At first glance, you were radiant, and I was instantly captivated. I mistook that pull, that undeniable attraction, for destiny amidst all the butterflies in my stomach and all the warning signs along the way.
When I looked at you, I saw a future. I trusted you with the depths of my heart, and I invested my hopes and dreams in you—in us. I showed you who I was. I stood squarely and confidently in my truth, centered in my light. The gold you first saw on the outside matched the gold found within my soul.
For me, it was real. So real that it haunts me to this day. For even the universe agrees it was supposed to be us in the end.
But I’m the fool who fell for a shell of a human being, so empty, so selfish, someone lacking depth and compassion and kindness and humanity. I’m the fool for loving you with such innocence, almost as if I had never experienced the pain of a broken heart.

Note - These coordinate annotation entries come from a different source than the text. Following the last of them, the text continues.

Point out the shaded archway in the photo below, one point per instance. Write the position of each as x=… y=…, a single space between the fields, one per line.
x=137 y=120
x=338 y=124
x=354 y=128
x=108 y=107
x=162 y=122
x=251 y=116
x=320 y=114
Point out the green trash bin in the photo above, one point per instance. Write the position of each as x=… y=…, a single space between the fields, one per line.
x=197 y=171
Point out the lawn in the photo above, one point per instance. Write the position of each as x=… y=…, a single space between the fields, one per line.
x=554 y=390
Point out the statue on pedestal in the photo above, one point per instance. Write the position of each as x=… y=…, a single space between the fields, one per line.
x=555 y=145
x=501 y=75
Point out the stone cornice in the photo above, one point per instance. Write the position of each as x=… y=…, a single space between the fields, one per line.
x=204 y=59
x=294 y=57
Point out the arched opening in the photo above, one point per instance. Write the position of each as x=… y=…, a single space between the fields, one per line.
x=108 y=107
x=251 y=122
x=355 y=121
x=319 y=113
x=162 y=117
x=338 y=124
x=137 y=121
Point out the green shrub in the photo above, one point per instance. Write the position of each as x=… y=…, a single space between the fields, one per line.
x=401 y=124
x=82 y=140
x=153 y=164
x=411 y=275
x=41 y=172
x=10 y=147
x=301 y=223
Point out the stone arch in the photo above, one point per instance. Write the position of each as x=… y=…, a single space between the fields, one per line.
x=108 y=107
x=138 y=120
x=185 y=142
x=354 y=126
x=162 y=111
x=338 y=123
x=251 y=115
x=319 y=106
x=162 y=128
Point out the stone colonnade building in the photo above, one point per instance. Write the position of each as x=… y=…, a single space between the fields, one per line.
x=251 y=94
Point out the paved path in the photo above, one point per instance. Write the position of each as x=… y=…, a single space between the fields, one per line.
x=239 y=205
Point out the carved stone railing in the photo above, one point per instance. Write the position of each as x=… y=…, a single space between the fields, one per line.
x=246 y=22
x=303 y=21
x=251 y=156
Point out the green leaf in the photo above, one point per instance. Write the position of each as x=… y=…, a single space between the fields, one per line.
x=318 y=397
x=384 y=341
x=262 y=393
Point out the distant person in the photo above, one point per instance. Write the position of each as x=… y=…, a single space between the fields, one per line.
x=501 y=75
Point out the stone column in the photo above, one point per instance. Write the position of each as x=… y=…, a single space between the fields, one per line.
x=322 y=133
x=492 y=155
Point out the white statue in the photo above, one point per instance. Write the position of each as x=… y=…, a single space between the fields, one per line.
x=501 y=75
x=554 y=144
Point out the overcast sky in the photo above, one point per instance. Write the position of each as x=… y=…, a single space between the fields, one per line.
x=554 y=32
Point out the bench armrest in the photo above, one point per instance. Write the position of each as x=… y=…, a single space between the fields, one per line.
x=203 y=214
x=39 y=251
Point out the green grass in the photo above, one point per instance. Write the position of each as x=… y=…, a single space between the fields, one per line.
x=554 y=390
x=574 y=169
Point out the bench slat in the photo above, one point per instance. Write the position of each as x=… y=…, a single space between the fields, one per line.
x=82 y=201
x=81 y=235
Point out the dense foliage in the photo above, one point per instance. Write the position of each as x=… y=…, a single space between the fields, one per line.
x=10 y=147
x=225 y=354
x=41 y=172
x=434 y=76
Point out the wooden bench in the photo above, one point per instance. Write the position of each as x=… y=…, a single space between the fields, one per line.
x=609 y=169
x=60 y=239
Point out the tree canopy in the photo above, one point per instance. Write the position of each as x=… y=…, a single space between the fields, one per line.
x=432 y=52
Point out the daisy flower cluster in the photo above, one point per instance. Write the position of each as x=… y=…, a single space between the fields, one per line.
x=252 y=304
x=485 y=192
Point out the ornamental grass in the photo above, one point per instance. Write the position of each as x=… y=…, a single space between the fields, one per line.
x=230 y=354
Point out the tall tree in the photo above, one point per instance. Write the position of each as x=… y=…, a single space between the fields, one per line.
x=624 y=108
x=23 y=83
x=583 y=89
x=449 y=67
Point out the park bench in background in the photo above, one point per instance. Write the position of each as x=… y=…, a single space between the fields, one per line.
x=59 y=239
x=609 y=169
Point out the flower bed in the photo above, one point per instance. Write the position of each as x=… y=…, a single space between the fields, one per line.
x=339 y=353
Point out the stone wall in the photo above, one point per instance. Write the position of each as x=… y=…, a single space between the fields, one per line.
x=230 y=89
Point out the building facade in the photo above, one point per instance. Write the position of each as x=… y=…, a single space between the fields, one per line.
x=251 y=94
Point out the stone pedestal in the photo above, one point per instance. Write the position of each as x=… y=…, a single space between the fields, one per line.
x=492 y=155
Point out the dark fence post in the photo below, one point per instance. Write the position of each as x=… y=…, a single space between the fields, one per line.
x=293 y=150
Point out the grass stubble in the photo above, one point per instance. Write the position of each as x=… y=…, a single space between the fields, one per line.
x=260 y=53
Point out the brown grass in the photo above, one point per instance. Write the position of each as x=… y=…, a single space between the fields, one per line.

I’m the fool for giving so much, without ever expecting anything in return. I’m the fool for believing the façade and falling so hard for someone who carelessly threw it all away.
You manipulated and cheated and lied and pretended to be something, and someone, that you’re not. The promises you made in the light of day, you broke by the light of the moon.
From time to time, I think about the poor fool’s gold that wanted so desperately to be real gold. The light it emitted would blind anyone in its path of pure destruction. But all is fair in love and war, and the truth is always revealed up close.
For in the end, you turned out to be the fool’s gold, and I, the fool.